1. Code minimum an hour every day for the next 100 days.
2. Tweet your progress every day with the #100DaysOfCode hashtag.
3. Each day, reach out to at least two people on Twitter who are also doing the challenge
100 Days of Code rulebook

Many (aspiring) programming professionals competed in this challenge, sharing their learning journeys in domains from web development, machine learning, or data visualization.

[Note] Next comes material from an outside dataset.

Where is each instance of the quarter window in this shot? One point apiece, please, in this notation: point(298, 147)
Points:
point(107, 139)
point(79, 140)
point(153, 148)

With this blog, I wanted to share two of those learning journeys that stood out for me.

Machine learning

First, there’s Avik Jain’s 100 days of Machine Learning code repository on Github. Avik’s repository contains all learning activities he followed during the 53 days of programming he completed. Some of Avik’s entries really stood out, and I particularly liked his educational infographics:

Just look at the wonderful design and visual aids on this decision tree for dummies infographic, pseudocode and all:

Day 23: Decision trees for dummies. This just looks fabulous right?!

Apart from the infographics, Avik also links to many very well produced tutorials that helped him improve his machine learning skills. Such as the free Python for Data Science Handbook Avik worked through, or this Youtube tutorial on deep learning in Python with Tensorflow and Keras:

Although Avik didn’t seem to have completed the full 100 days, many others did.

Data visualization

I have blogged about Hannah Yan Han‘s 100 days of code project before, but she definately deserves another mention here. Her 100 days revolved around data science, data visualization, and storytelling using both R and Python. You can find her #100DaysOfCode Medium page here, and her associated Github repository here.

For example, one day Hannah explored where instant noodles come from, how they are served, and whether people like them or not.

A different day she would examine which sports are the thoughest:

Or how scientific researchers migrate across the globe:

Hannah used many different plot types in those 100 days. Also some lesser known ones, like these upset plots on TED talk data:

Heck, she even made her own R package to generate Mondriaan-like paintings on one of the days:

What I found so great about Hannah’s project is that she picked a novel dataset every couple of days. Moreover, she used a extremely large variety of different visualization formats. All visuals were equally beautiful, but Hannah made sure to pick the right one for the purpose she was trying to serve. If you are interested in data visualization, you seriously should check out Hannah’s 100DaysOfCode Medium page.

Papers with Code: State-of-the-Art

OK, this is a really great find!

The website PapersWithCode.com lists all scientific publications of which the codes are open-sourced on GitHub. Moreover, you can sort these papers by the stars they accumulated on Github over the past days.

The authors, @rbstojnic and @rosstaylor90, just made this in their spare time. Thank you, sirs!

Papers with Code allows you to quickly browse state-of-the-art research on GANs and the code behind them, for instance. Alternatively, you can browse for research and code on sentiment analysis or LSTMs.